Transition Implementation Plan

The transition to sustainable operations would follow a phased approach. During the initial operational phase, detailed operational cost measurements would inform refined pricing models for subsequent years. User uptake metrics and computational resource utilization patterns would guide optimization of pricing structures and service offerings.

Under this potential framework, the consortium would maintain close collaboration with DestinE platform development to ensure seamless integration with evolving infrastructure capabilities. As platform services mature, particularly STACK and Insula computational environments, GFTS would transition from proprietary infrastructure to fully integrated DestinE services.

Risk Mitigation and Sustainability Considerations

Key operational risks include dependency on evolving DestinE platform capabilities and potential fluctuations in research funding cycles affecting user demand. Under this potential plan, mitigation strategies would include maintaining flexible infrastructure arrangements and diversifying revenue streams across multiple user segments.

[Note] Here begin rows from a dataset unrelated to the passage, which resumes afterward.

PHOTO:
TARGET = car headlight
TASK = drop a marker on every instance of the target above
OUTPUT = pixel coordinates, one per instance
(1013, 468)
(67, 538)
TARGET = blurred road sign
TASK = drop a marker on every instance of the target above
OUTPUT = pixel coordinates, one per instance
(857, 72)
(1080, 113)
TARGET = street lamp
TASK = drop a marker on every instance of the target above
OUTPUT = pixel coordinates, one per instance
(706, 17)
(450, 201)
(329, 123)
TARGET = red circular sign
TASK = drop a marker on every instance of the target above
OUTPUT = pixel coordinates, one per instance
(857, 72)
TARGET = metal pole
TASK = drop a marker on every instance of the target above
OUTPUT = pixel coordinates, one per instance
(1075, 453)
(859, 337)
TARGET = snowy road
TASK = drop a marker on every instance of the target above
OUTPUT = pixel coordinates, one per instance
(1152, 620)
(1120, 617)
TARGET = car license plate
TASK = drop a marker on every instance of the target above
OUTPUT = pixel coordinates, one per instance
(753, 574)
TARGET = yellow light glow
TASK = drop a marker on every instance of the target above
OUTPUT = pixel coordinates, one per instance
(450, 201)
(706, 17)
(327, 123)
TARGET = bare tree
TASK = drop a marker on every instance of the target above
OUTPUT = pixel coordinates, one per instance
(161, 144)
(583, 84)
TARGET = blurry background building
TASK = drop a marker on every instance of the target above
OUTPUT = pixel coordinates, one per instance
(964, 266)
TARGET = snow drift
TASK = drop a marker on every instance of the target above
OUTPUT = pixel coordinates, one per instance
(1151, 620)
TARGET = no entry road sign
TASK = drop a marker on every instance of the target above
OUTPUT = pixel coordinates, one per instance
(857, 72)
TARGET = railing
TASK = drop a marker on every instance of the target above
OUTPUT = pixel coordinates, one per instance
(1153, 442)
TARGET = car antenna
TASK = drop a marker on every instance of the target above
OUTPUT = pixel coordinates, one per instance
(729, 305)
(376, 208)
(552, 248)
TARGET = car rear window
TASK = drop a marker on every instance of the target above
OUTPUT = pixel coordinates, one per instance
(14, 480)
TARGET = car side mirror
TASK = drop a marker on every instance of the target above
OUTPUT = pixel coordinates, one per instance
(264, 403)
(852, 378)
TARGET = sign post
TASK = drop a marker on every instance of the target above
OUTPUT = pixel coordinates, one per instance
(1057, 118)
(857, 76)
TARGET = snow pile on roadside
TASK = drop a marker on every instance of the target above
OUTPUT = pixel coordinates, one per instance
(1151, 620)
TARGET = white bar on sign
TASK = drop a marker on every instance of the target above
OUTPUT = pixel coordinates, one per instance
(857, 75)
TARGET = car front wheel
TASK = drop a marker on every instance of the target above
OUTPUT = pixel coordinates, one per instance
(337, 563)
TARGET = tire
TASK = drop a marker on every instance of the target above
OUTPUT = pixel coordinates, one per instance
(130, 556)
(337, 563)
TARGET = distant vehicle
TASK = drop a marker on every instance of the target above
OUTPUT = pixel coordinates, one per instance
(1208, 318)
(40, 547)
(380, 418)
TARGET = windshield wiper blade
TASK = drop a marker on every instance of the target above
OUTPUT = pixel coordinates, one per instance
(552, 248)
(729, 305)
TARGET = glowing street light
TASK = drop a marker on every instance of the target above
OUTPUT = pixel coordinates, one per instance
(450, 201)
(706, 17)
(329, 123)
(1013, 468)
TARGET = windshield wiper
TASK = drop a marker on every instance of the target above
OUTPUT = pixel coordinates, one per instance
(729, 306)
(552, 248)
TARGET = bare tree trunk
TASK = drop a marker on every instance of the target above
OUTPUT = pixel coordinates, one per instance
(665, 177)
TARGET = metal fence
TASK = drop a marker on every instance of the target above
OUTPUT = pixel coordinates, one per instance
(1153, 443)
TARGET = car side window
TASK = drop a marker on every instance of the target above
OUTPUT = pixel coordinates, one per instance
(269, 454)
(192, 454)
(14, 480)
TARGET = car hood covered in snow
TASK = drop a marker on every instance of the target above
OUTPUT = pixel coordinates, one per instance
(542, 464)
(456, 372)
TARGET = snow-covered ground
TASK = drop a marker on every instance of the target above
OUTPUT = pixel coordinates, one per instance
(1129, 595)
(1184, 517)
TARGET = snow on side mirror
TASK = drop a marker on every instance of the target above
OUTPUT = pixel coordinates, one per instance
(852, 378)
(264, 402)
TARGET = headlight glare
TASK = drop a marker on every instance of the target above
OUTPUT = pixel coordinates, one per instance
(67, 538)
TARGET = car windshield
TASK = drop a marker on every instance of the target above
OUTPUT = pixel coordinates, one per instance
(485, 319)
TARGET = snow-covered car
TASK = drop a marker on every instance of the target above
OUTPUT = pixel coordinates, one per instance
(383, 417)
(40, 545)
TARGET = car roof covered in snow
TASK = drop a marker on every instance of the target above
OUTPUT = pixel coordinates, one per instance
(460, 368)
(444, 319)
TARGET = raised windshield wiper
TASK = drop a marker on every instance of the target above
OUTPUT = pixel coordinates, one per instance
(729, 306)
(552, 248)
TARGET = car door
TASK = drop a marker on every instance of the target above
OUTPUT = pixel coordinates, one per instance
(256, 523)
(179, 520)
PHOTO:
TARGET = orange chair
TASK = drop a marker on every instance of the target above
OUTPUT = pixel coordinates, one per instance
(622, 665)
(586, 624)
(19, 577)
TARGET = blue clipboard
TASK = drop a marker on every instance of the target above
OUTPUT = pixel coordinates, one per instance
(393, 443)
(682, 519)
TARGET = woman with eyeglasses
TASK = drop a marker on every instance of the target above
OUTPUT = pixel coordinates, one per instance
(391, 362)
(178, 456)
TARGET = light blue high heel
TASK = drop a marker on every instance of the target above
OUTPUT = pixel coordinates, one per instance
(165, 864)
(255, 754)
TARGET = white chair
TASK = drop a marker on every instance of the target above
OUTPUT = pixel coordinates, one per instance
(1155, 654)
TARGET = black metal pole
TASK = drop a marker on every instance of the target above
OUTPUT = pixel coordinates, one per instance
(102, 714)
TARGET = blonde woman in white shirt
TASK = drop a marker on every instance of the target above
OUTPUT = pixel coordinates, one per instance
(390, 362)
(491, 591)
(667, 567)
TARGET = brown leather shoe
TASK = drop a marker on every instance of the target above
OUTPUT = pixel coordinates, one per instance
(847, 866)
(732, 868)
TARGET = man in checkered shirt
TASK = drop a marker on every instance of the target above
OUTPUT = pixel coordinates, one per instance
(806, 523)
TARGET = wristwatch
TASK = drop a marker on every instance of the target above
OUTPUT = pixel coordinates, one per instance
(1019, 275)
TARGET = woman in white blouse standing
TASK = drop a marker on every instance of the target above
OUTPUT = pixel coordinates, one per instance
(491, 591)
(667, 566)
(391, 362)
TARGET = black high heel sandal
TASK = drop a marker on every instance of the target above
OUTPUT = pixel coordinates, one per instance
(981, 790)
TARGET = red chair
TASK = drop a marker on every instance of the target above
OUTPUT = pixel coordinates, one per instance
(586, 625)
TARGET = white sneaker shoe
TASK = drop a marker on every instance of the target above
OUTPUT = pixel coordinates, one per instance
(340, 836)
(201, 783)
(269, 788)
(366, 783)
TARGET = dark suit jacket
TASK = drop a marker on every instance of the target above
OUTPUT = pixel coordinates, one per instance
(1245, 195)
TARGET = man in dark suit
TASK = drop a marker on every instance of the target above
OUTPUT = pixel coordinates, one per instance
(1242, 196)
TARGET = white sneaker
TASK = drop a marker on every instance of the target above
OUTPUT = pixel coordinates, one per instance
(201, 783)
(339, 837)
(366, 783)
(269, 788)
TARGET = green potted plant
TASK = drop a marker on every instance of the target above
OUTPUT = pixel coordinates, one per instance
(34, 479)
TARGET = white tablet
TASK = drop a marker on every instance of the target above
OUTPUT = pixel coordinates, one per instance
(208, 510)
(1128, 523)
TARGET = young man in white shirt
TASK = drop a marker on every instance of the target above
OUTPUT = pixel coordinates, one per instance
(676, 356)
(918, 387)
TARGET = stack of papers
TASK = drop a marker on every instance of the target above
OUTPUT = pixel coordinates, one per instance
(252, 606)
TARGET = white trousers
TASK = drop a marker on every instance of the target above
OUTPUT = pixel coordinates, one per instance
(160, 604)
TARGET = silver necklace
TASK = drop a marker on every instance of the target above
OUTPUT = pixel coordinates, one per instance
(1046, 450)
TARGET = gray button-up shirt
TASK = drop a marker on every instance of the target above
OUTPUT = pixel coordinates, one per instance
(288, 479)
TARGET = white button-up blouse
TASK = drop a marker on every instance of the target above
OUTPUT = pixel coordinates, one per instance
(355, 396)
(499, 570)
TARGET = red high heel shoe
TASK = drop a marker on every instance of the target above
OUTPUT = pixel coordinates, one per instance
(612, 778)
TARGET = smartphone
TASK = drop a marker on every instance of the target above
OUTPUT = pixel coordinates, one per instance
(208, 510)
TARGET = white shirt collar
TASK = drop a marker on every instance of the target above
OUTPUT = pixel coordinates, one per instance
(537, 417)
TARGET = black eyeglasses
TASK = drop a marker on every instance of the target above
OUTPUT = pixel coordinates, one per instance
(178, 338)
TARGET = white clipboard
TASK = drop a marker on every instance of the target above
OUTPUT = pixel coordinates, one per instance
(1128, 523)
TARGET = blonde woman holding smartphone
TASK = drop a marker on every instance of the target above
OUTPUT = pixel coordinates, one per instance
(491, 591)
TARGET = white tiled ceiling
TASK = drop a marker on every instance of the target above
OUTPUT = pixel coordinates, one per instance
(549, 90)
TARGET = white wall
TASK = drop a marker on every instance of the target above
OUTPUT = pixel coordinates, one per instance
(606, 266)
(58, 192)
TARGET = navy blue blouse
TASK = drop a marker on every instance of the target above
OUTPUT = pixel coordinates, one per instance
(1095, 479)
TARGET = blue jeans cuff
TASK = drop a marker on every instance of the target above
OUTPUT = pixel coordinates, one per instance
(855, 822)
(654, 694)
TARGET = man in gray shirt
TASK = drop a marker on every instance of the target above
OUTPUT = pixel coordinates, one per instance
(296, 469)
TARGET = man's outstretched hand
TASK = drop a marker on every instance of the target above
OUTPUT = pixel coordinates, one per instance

The non-profit orientation of the service model reduces financial risk while ensuring alignment with community needs. The consortium’s established relationships within the biologging research community provide stable user base foundations, while policy maker engagement offers opportunities for institutional support arrangements.

Technical sustainability relies on open-source software development through Pangeo-Fish, ensuring long-term accessibility and community-driven improvements. The system’s integration with European research infrastructure initiatives provides additional stability through institutional backing.